In May 1792, the Buttonwood Agreement, a document signed by the first 24 stockbrokers in New York City, created what is now known as the New York Stock Exchange. The agreement was a kind of place name—it has been agreed upon underneath a buttonwood tree (also known as an American sycamore) outside of 68 Wall Street.
The signers of the agreement needed a place to conduct their business, and a coffee house seemed as good a place as any. So the Tontine Coffehouse, named after Neapolitan banker Lorenzo di Tonti, would become the first indoor home for the New York Stock Exchange. The funds to build the coffee house were generated by soliciting subscribers to buy $200 shares ($4,761.90 in modern day currency). As the members died, so did their initial investment and the profits were shared with one less member. When the original investors went from the original 203 to just seven in 1870, the assets of the coffeehouse were divided and distributed equally among their estates. This investment vehicle combined the features of a group annuity with the random nature of a lottery.
The Tontine coffeehouse opened in 1794 on the corner of Wall and Water streets. The business conducted in the building was not only limited to the buying and selling of stocks, which took place on the second floor. In Mirror for Gotham Bayard Still quotes an English traveler commenting in 1807:
“The Tontine Coffee House was filled with underwriters, brokers, merchants, traders, and politicians; selling, purchasing, trafficking, or insuring; some reading, others eagerly inquiring the news […] The steps and balcony of the coffee-house were crowded with people bidding, or listening to the several auctioneers, who had elevated themselves upon a hogshead of sugar, a puncheon of rum, or a bale of cotton; and with Stentorian voices were exclaiming, “Once, twice. Once, twice.” “Another cent.” “Thank ye gentlemen.” […] The coffee-house slip, and the corners of Wall and Pearl-streets, were jammed up with carts, drays, and wheelbarrows […] Everything was in motion; all was life, bustle and activity…”

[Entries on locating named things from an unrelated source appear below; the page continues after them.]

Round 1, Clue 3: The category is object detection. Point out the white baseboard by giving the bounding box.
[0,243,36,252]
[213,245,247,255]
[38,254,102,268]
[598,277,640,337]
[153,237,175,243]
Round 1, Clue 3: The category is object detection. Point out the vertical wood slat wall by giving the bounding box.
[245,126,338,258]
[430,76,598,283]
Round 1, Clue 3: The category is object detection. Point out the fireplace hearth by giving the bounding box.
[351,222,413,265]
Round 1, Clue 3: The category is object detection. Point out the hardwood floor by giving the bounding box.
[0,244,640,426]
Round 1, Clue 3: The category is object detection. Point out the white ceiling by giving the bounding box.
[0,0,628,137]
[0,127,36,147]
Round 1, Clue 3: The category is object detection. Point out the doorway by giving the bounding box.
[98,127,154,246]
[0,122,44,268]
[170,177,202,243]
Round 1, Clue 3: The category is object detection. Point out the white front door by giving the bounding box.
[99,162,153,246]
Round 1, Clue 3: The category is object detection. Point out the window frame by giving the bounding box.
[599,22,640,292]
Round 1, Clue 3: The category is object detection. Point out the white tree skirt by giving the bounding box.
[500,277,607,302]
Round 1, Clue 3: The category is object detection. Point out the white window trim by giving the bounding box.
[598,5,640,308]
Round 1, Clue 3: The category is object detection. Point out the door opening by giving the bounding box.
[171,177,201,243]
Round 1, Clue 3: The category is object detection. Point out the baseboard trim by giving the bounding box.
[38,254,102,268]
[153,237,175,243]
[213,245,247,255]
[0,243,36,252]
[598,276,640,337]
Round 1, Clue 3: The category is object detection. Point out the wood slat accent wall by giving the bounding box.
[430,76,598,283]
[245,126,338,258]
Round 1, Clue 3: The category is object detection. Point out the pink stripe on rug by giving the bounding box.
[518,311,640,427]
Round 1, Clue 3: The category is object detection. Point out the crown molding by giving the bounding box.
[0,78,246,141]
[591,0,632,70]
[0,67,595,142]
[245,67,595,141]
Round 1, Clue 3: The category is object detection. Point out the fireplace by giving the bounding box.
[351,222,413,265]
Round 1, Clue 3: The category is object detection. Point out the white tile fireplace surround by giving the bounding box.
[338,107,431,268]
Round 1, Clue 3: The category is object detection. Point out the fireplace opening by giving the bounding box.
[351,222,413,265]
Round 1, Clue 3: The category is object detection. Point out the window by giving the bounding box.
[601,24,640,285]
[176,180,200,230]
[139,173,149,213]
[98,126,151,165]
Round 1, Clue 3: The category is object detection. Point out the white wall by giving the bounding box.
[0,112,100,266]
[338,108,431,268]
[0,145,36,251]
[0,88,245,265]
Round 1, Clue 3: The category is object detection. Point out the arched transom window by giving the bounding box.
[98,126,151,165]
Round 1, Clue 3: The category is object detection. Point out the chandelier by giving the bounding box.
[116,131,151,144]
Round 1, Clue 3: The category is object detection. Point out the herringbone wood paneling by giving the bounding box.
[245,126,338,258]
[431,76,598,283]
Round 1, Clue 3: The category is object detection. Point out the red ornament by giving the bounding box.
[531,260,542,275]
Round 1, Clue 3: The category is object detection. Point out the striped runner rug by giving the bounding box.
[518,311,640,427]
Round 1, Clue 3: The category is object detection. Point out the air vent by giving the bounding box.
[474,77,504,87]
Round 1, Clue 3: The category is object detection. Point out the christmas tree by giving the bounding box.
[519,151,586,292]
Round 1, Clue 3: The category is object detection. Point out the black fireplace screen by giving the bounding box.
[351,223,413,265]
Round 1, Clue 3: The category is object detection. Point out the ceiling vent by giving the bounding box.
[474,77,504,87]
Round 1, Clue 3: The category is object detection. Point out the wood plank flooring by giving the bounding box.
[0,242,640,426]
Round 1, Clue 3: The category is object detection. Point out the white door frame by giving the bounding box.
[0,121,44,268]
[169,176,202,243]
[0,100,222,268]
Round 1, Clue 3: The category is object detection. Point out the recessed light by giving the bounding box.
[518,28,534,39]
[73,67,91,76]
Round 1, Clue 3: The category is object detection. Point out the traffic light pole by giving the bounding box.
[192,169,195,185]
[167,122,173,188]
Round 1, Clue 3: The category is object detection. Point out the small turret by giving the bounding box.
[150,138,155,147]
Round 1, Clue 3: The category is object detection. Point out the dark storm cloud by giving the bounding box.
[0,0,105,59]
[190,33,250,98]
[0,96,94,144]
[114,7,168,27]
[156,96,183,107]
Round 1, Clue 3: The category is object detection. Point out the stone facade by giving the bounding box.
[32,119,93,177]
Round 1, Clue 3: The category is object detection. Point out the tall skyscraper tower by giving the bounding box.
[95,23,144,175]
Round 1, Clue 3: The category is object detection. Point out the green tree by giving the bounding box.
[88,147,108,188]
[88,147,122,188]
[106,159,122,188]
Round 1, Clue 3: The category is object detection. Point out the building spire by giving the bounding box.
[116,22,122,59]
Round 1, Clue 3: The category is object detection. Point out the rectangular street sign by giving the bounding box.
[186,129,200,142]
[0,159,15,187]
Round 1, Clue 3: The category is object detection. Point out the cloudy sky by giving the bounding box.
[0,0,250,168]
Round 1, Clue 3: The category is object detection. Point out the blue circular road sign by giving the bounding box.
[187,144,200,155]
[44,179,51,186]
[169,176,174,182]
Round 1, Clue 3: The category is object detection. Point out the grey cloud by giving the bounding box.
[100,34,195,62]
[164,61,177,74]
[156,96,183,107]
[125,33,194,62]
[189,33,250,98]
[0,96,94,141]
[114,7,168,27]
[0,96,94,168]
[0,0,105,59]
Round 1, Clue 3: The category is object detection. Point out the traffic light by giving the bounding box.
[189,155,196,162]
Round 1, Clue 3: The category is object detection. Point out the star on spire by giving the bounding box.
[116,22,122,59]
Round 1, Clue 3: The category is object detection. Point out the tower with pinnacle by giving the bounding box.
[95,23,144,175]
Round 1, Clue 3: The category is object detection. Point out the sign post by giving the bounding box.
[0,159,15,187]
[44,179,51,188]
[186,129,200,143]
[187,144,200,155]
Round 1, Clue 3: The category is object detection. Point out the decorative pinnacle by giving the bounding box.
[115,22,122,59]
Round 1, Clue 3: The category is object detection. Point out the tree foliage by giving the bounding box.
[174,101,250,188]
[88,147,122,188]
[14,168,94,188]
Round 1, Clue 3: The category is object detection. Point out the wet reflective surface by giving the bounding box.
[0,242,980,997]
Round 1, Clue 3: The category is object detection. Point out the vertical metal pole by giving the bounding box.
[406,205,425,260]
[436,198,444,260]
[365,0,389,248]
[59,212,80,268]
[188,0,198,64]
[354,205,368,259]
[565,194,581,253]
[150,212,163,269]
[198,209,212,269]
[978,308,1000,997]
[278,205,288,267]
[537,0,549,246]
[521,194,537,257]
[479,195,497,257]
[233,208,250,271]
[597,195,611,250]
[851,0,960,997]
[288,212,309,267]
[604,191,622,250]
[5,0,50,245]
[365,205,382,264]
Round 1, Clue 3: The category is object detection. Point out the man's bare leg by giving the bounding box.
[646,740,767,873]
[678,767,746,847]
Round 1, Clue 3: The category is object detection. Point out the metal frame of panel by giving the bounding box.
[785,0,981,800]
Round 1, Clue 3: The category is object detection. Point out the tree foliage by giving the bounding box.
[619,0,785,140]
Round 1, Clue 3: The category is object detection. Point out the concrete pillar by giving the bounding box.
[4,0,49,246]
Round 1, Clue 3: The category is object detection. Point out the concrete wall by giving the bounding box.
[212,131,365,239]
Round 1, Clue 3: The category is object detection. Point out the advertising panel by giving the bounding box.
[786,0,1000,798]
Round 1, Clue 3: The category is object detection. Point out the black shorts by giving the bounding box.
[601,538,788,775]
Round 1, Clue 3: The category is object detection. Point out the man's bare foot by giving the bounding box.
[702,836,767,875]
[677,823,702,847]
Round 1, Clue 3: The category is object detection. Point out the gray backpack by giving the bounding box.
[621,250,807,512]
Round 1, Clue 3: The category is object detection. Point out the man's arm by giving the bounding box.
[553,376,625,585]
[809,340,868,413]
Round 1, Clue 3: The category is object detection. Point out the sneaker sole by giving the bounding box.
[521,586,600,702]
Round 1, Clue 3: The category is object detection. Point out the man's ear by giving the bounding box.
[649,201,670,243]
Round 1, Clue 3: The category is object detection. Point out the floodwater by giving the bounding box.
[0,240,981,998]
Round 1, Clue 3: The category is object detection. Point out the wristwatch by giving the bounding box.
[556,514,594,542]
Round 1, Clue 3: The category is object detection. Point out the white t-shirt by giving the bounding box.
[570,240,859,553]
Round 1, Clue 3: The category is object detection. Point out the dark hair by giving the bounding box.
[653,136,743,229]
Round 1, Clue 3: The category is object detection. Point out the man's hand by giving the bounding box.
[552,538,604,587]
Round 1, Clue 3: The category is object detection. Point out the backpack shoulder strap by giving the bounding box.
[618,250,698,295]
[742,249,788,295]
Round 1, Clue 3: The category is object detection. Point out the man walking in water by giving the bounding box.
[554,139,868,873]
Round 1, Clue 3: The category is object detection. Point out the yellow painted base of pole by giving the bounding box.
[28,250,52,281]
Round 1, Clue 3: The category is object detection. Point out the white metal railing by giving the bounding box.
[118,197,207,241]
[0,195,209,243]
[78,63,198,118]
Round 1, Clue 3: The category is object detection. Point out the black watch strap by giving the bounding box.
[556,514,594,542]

As you can see, the coffeehouse served as a club and a meeting space. It hosted diverse events in the city’s infancy. After-hours securities trading and gambling even took place. Individuals from all areas of New York City society met and conducted economic and civil affairs in its walls, there were no restrictions based on socioeconomic class.
When a new ship arrived in New York Harbor, the captain would first come to the Tontine to register his cargo. This unfortunately included enslaved Africans. During this time the slave trade was a large part of the New York City trading business and residents here made huge profits from the suffering of others. The practice continued even after all slaves were officially freed in New York on July 4th, 1827.
The trading at the Tontine continued until 1817, when the stockbrokers drafted a new constitution, renaming the organization “The New York Stock & Exchange,” and moved over to 40 Wall Street. The Tontine became a tavern and then, in 1832, a hotel. The building was destroyed in the Great Fire of 1835. The fire burned from December 16, 1835 and ended the next day. It covered fifty-two acres and destroyed more than 530 buildings in lower Manhattan. The fire helped initiate new stone buildings that were less prone to burning and created a more unified fire department. The fire also prompted the construction of the Old Croton Aqueduct, a needed municipal water supply, and was responsible for moving most insurance companies, who decided it wasn’t worth the risk to build in Manhattan, to Hartford, Connecticut.